Tuning Intramolecular Conformation and Packing Mode of Host Materials through Noncovalent Interactions for High-Efficiency Blue Electrophosphorescence

Molecular conformation plays an important role in tuning the packing modes of organic optoelectronic materials to achieve enhanced and/or balanced charge transport. Here, we introduce the noncovalent intramolecular interactions to the host materials of phosphorescent organic light-emitting diodes (PhOLEDs). Different numbers and/or positions of intramolecular CH···N noncovalent interactions were constructed by using different N-heterocycles of pyridine, pyrimidine, and pyrazine as acceptor units and carbazole as the donor unit in a donor-acceptor-donor (D-A-D) motif.

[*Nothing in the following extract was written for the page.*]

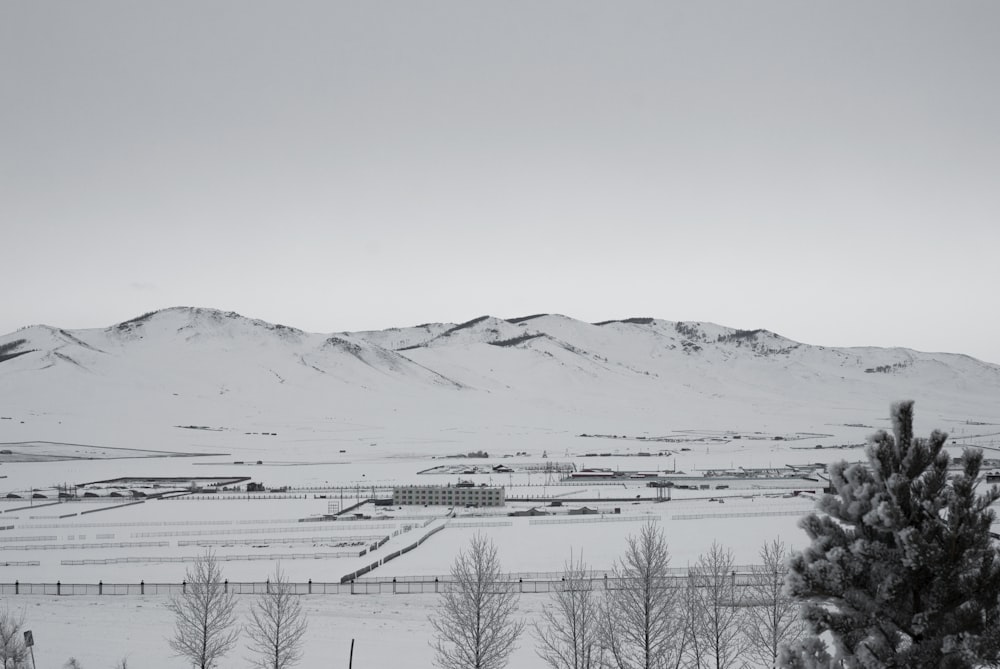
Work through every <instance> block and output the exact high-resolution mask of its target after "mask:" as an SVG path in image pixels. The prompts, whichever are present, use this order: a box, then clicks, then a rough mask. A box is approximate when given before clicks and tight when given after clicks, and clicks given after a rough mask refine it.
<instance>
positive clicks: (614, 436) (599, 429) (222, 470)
mask: <svg viewBox="0 0 1000 669" xmlns="http://www.w3.org/2000/svg"><path fill="white" fill-rule="evenodd" d="M20 340H23V341H20ZM18 342H20V343H18ZM15 344H16V345H15ZM497 344H501V345H497ZM5 345H7V348H6V349H3V350H5V351H6V355H8V356H9V355H10V354H11V353H14V354H21V355H15V356H14V357H7V358H6V359H3V360H2V361H0V451H3V450H9V451H11V453H10V454H4V453H0V476H4V477H6V478H0V497H3V496H6V495H17V496H19V497H20V499H13V498H12V499H4V500H3V501H0V528H7V529H2V530H0V565H3V564H7V563H10V565H9V566H0V583H8V584H9V583H13V582H14V581H19V582H20V583H54V582H55V581H60V582H61V583H66V584H70V583H91V584H93V583H97V582H99V581H101V582H103V583H137V582H139V581H140V580H141V581H144V582H146V583H158V582H159V583H170V582H172V583H176V582H178V581H179V580H180V579H181V578H183V572H184V564H183V563H180V562H164V561H161V560H163V559H167V558H171V559H176V558H184V557H187V558H193V557H194V556H195V555H197V554H198V553H199V552H200V551H202V550H204V548H205V546H199V545H197V544H198V542H202V543H205V542H212V543H211V547H212V548H213V549H214V550H215V551H216V552H217V554H218V555H219V556H220V557H222V558H229V560H227V561H226V562H224V565H223V566H224V568H225V572H226V575H227V577H228V578H229V579H230V580H231V581H234V582H236V581H262V580H264V579H265V578H266V577H267V575H268V574H269V573H270V572H271V571H272V569H273V566H274V563H273V561H272V560H271V559H252V560H248V559H244V558H246V557H248V556H256V557H260V556H265V555H266V556H268V557H271V556H279V555H280V556H282V559H281V564H282V568H283V569H284V571H285V572H286V574H287V575H288V576H289V577H290V578H291V580H294V581H300V582H303V581H306V580H309V579H311V580H313V581H314V582H317V583H320V582H333V583H335V582H339V581H340V579H341V577H342V576H343V575H345V574H348V573H351V572H353V571H354V570H356V569H358V568H359V567H361V566H364V565H366V564H369V563H370V562H371V561H372V560H373V559H377V558H378V557H379V556H380V555H384V554H388V553H389V552H391V551H393V550H396V549H398V548H399V547H401V546H404V545H407V544H409V543H412V542H413V541H415V540H416V539H417V538H419V537H420V536H423V535H424V534H426V533H427V531H428V530H430V529H434V528H435V527H437V525H439V524H445V522H446V521H445V519H444V516H445V515H446V514H447V511H448V510H446V509H443V508H440V509H439V508H423V507H420V508H406V507H404V508H398V507H392V508H380V509H377V510H375V509H370V508H367V507H366V508H363V509H359V511H361V510H363V511H365V512H366V513H370V514H371V515H374V516H376V517H375V518H373V519H364V520H357V521H345V520H338V521H336V522H329V521H325V522H323V521H320V522H300V521H301V520H303V519H313V520H315V519H317V518H319V517H320V516H322V515H323V514H327V513H329V512H330V511H331V509H332V508H344V507H347V506H349V505H351V504H353V503H355V502H356V501H358V499H361V498H366V497H370V496H371V495H370V494H369V492H371V491H372V490H379V491H380V492H381V491H384V490H386V489H388V488H389V487H391V486H392V485H396V484H412V483H423V484H434V483H452V484H454V483H456V482H457V480H458V478H468V479H471V480H473V481H474V483H476V484H480V483H485V484H493V485H504V486H505V487H506V488H507V494H508V496H509V497H513V496H517V497H532V498H549V497H554V498H556V499H559V500H561V501H562V502H563V507H561V508H551V507H549V508H547V509H546V510H548V511H552V512H557V513H564V512H565V511H566V510H567V509H568V508H576V507H579V506H584V505H586V506H590V507H593V508H596V509H597V510H598V511H599V512H600V514H599V515H597V516H580V517H573V518H570V517H569V516H566V515H554V516H548V517H541V518H508V517H506V516H499V515H497V514H496V511H493V512H490V511H488V510H479V511H478V512H477V511H476V510H467V509H459V510H456V515H457V517H455V518H453V519H451V520H450V521H448V525H447V526H446V528H445V529H444V530H442V531H439V532H437V533H435V534H433V535H432V536H430V538H428V539H427V541H426V542H425V543H423V544H422V545H421V546H420V547H419V548H417V549H416V550H413V551H411V552H409V553H407V554H405V555H403V556H402V557H400V558H398V559H396V560H393V561H391V562H387V563H385V564H384V565H382V566H381V567H379V568H378V569H376V570H375V571H373V572H371V574H370V575H369V577H371V578H386V579H391V578H393V577H395V578H397V579H400V580H403V579H405V577H407V576H415V577H427V576H436V575H444V574H446V573H447V572H448V569H449V566H450V564H451V562H452V560H453V558H454V556H455V554H456V552H457V551H458V550H460V549H461V548H462V547H463V546H464V545H466V544H467V542H468V539H469V537H470V536H471V535H472V533H474V532H486V533H488V534H489V535H490V537H491V538H492V539H493V540H494V541H495V542H496V544H497V546H498V547H499V551H500V556H501V559H502V561H503V563H504V566H505V568H506V569H508V570H509V571H511V572H518V573H520V572H557V571H559V570H560V569H561V567H562V563H563V562H564V560H565V559H567V558H568V557H569V554H570V551H571V550H573V551H575V552H582V553H583V556H584V558H585V559H586V560H587V561H588V562H589V563H590V565H591V566H592V568H593V569H595V570H598V571H600V570H607V569H610V568H611V567H612V565H613V563H614V560H615V558H616V557H617V556H618V555H620V554H621V552H622V549H623V547H624V543H625V540H626V538H627V536H628V535H629V534H630V533H633V532H635V531H636V530H637V529H638V527H639V526H640V525H641V523H642V522H644V521H645V520H646V519H648V518H654V519H655V522H657V523H659V524H660V526H661V527H663V529H664V531H665V532H666V534H667V537H668V540H669V541H670V545H671V551H672V555H673V565H674V566H676V567H683V566H685V565H687V564H689V563H692V562H694V561H695V560H696V559H697V557H698V555H699V554H700V553H701V552H703V551H704V550H706V549H707V548H708V547H709V546H710V545H711V543H712V542H713V541H718V542H719V543H720V544H722V545H724V546H728V547H730V548H732V550H733V551H734V554H735V559H736V562H737V563H738V564H749V563H754V562H756V553H757V550H758V549H759V547H760V545H761V544H762V543H763V542H765V541H767V540H769V539H771V538H777V537H780V538H782V539H783V540H784V541H786V542H787V543H788V544H790V545H792V546H796V545H801V544H802V542H803V540H804V535H803V534H802V532H801V531H800V530H799V529H798V528H797V521H798V518H799V516H800V515H801V514H803V513H805V512H807V511H808V510H809V509H810V508H811V505H812V502H811V493H804V494H801V495H798V496H790V494H791V491H792V489H815V486H816V483H814V482H807V481H797V482H794V483H790V484H788V485H787V486H785V484H784V483H780V484H778V487H775V486H774V485H770V486H769V485H767V484H761V485H760V487H754V485H752V484H750V483H746V484H735V483H734V484H732V485H729V484H728V483H727V485H729V487H728V488H725V489H721V488H718V487H717V485H715V484H713V485H712V486H711V487H710V489H708V490H690V491H681V490H675V491H673V499H672V500H671V501H669V502H662V503H656V502H655V501H653V500H654V497H655V491H653V490H652V489H650V488H647V487H645V486H644V482H643V481H641V480H637V481H626V482H624V483H623V482H615V483H614V484H611V485H607V484H603V485H602V484H597V483H593V482H588V483H587V484H583V485H567V484H564V483H561V482H560V481H559V480H558V479H559V477H558V476H556V475H553V474H547V473H544V472H538V471H535V472H533V473H526V472H517V473H509V474H508V473H504V474H475V475H469V476H462V477H459V476H457V475H455V476H453V475H426V474H425V475H420V474H418V472H420V471H423V470H426V469H429V468H431V467H434V466H437V465H440V464H459V463H463V462H468V463H476V464H483V463H484V462H485V463H489V464H504V465H530V464H536V465H537V464H539V463H545V462H560V463H572V464H573V465H575V466H576V467H577V468H578V469H579V468H584V467H607V468H612V469H621V470H638V471H654V470H655V471H667V470H671V471H673V470H676V471H678V472H685V473H687V474H692V475H697V474H699V473H704V470H721V469H733V468H739V467H745V468H769V467H780V466H783V465H786V464H795V465H805V464H808V463H815V462H829V461H832V460H839V459H846V460H858V459H861V458H862V457H863V451H862V449H861V448H860V446H859V445H860V444H862V443H863V442H864V440H865V438H866V436H867V435H869V434H871V433H872V432H874V431H875V430H876V429H879V428H885V427H888V424H887V414H888V407H889V404H890V402H892V401H893V400H896V399H903V398H913V399H915V400H917V429H918V432H919V433H926V432H928V431H929V430H930V429H932V428H941V429H944V430H947V431H949V432H950V433H951V434H952V442H951V443H952V444H953V446H956V447H957V446H959V445H962V444H971V445H976V446H980V447H983V448H985V449H987V454H986V455H987V457H991V456H992V455H994V454H995V453H996V448H997V445H998V441H1000V401H998V400H1000V368H997V367H996V366H994V365H989V364H987V363H983V362H980V361H977V360H974V359H972V358H968V357H965V356H958V355H951V354H931V353H918V352H914V351H908V350H905V349H891V350H886V349H831V348H824V347H817V346H809V345H806V344H799V343H796V342H791V341H789V340H787V339H783V338H781V337H779V336H778V335H774V334H772V333H769V332H766V331H756V332H750V333H747V332H743V331H737V330H733V329H731V328H724V327H721V326H716V325H712V324H705V323H672V322H669V321H655V320H651V319H637V320H636V321H635V322H611V323H607V324H603V325H593V324H587V323H581V322H579V321H574V320H573V319H569V318H566V317H562V316H539V317H531V318H525V319H511V320H502V319H496V318H483V319H479V320H476V321H475V322H471V323H469V324H463V325H462V326H454V325H450V324H429V325H425V326H418V327H414V328H403V329H398V330H390V331H384V332H366V333H353V334H352V333H340V334H336V335H318V334H309V333H304V332H300V331H298V330H294V329H292V328H285V327H281V326H274V325H271V324H267V323H262V322H260V321H253V320H250V319H245V318H243V317H240V316H237V315H235V314H228V313H223V312H217V311H213V310H203V309H185V308H181V309H170V310H165V311H162V312H157V313H155V314H152V315H150V316H148V317H145V318H143V319H139V320H136V321H133V322H131V323H124V324H119V325H117V326H112V327H110V328H106V329H103V330H84V331H66V330H61V329H58V328H51V327H47V326H35V327H31V328H27V329H24V330H21V331H19V332H17V333H12V334H10V335H7V336H4V337H0V347H2V346H5ZM399 349H402V350H399ZM581 435H589V436H581ZM32 442H34V445H32ZM38 442H48V443H46V444H39V443H38ZM818 446H819V447H822V448H817V447H818ZM115 448H117V449H132V450H127V451H119V452H115V451H112V450H109V449H115ZM32 449H34V450H32ZM479 450H484V451H487V452H488V453H489V458H487V459H485V460H483V459H461V458H457V459H447V460H441V459H440V458H443V457H445V456H453V455H457V454H463V453H470V452H473V451H479ZM164 452H166V453H168V454H169V455H164ZM640 453H641V454H644V455H640ZM38 454H44V455H45V457H43V458H39V457H32V456H33V455H38ZM178 454H179V456H178ZM516 454H520V455H516ZM645 454H648V455H645ZM507 456H509V457H507ZM61 457H65V458H69V459H59V458H61ZM77 458H95V459H77ZM258 461H260V464H256V463H257V462H258ZM237 463H239V464H237ZM153 476H156V477H178V478H182V479H183V478H186V477H231V476H233V477H235V476H248V477H251V478H252V480H254V481H256V482H263V483H264V484H266V485H267V486H268V487H283V486H288V487H289V488H290V489H289V490H288V491H287V492H286V493H283V494H280V495H271V496H270V497H269V498H262V497H261V496H259V495H258V496H256V497H254V496H250V498H247V496H239V495H232V496H221V497H225V498H220V499H215V498H211V499H210V498H203V499H184V498H182V499H173V500H168V499H162V500H149V501H146V502H144V503H141V504H135V505H128V506H126V505H125V504H124V503H123V500H120V499H111V498H109V497H101V498H98V499H88V500H85V501H73V502H65V503H61V504H52V502H54V501H55V500H54V499H52V497H53V491H54V488H55V486H57V485H60V484H71V485H74V486H75V485H76V484H80V483H87V482H94V481H102V480H106V479H112V478H117V477H153ZM720 481H721V479H720ZM366 489H367V492H366ZM33 494H45V495H46V499H34V500H32V499H30V498H31V496H32V495H33ZM637 495H638V496H640V498H641V499H638V500H637V499H636V496H637ZM216 497H220V496H218V495H217V496H216ZM711 498H715V501H710V500H711ZM719 500H721V501H719ZM126 501H127V500H126ZM509 506H510V507H511V509H518V508H520V509H527V508H530V507H532V506H540V507H541V506H543V504H541V503H537V502H535V503H532V502H524V503H513V504H510V505H509ZM23 507H27V508H23ZM96 509H104V510H101V511H96V512H94V513H86V514H83V513H81V512H82V511H92V510H96ZM615 509H618V512H617V513H616V512H615ZM61 516H65V517H61ZM379 517H381V518H382V519H379ZM428 521H429V522H430V523H431V525H428V526H427V528H424V526H423V525H424V523H425V522H428ZM557 521H558V522H557ZM394 534H395V536H393V535H394ZM387 536H388V537H391V538H390V540H389V543H387V544H386V545H385V546H383V547H382V548H380V549H378V550H377V551H375V552H374V553H373V554H371V555H365V556H360V557H359V556H357V555H356V554H355V555H353V556H352V555H349V554H347V553H348V552H350V551H359V550H360V549H361V548H364V546H365V545H367V544H369V543H370V542H374V541H377V540H378V539H379V538H381V537H387ZM345 539H347V540H345ZM107 544H131V545H128V546H107ZM137 544H138V545H137ZM163 544H166V545H163ZM344 544H349V545H346V546H345V545H344ZM56 546H58V547H59V548H56ZM22 548H23V550H22ZM334 553H337V556H336V557H334V556H333V554H334ZM317 554H326V555H329V557H319V558H317V557H314V556H315V555H317ZM124 558H133V559H134V560H135V561H133V562H128V563H124V562H121V560H123V559H124ZM84 560H91V561H96V560H103V561H115V562H114V563H112V564H72V565H70V564H64V562H67V561H72V562H80V561H84ZM14 563H27V564H20V565H17V564H14ZM35 563H37V564H35ZM245 600H246V598H244V605H245ZM165 601H166V600H165V596H151V595H146V596H144V597H140V596H108V595H105V596H101V597H98V596H84V595H74V596H62V597H56V596H37V595H23V594H21V595H17V596H14V595H10V594H5V595H4V603H5V604H6V605H7V606H12V607H14V608H18V609H20V608H22V607H23V608H25V610H26V613H27V617H28V621H29V627H31V628H32V629H33V631H34V633H35V637H36V639H37V643H38V645H37V647H36V654H37V657H38V660H39V666H60V665H61V663H62V662H64V661H65V660H66V659H67V658H68V657H69V656H71V655H72V656H76V657H77V658H78V659H79V660H80V661H81V662H83V664H84V665H85V666H87V667H105V666H110V665H111V664H112V663H113V662H114V661H116V660H117V659H119V658H120V657H121V656H123V655H126V654H127V655H129V656H130V664H131V665H132V666H141V667H147V668H150V669H158V668H159V667H163V668H166V667H177V666H183V665H184V663H183V661H182V660H180V659H177V658H171V657H170V651H169V649H168V647H167V644H166V641H165V638H166V636H167V635H168V634H169V631H170V618H169V615H168V613H167V612H166V611H165V609H164V608H163V603H164V602H165ZM544 601H545V596H544V595H524V596H523V598H522V610H523V612H524V614H525V615H526V616H528V617H532V616H533V615H535V614H536V613H537V611H538V610H539V608H540V606H541V605H542V603H544ZM304 602H305V606H306V609H307V610H308V611H309V614H310V621H311V627H310V631H309V634H308V636H307V648H306V658H305V661H304V663H303V666H304V667H307V668H308V667H319V666H331V665H332V666H346V658H347V649H348V646H349V644H350V639H351V638H356V639H357V640H358V643H357V647H356V651H355V665H354V666H356V667H359V666H360V667H381V666H389V665H390V663H396V664H398V661H399V660H400V659H401V658H405V659H406V665H407V666H429V665H430V659H431V654H430V650H429V648H428V646H427V640H428V638H429V636H430V632H429V630H430V627H429V624H428V623H427V615H428V613H429V612H430V611H431V609H432V607H433V604H434V602H435V599H434V596H433V595H429V594H405V595H403V594H397V595H391V594H383V595H354V596H352V595H312V596H306V597H304ZM522 645H523V646H524V648H523V649H522V650H520V651H518V654H517V655H516V656H515V658H514V659H513V660H512V663H511V666H513V667H526V668H529V669H530V668H532V667H540V666H541V663H540V661H539V660H538V659H537V658H536V657H535V656H534V654H533V652H531V648H530V646H531V639H530V638H527V637H526V638H525V639H524V640H523V644H522ZM43 658H44V659H43ZM242 665H243V660H242V653H241V652H235V653H233V654H232V655H231V656H230V657H229V658H227V659H226V660H225V661H224V662H223V663H222V664H221V665H220V666H221V667H222V669H226V668H228V667H236V666H242Z"/></svg>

Thus, designed D-A-D molecules were synthesized facilely through a one-step Ullmann reaction in high yields, showing varied intramolecular interactions to regulate the molecular conformation significantly. Impressively, owing to the quasi-parallel molecular conformation, which is beneficial for forming facile transporting channels of both holes and electrons, the newly designed host material of 9,9′-(pyridine-2,5-diyl)bis(9H-carbazole) exhibits good device performance of blue PhOLEDs with current, power, and external quantum efficiencies up to 33.0 cd A^-1, 32.1 lm W^-1, and 16.3%, respectively. This work highlights the significant importance of the noncovalent interactions in designing advanced organic semiconductors for high-performance optoelectronic devices.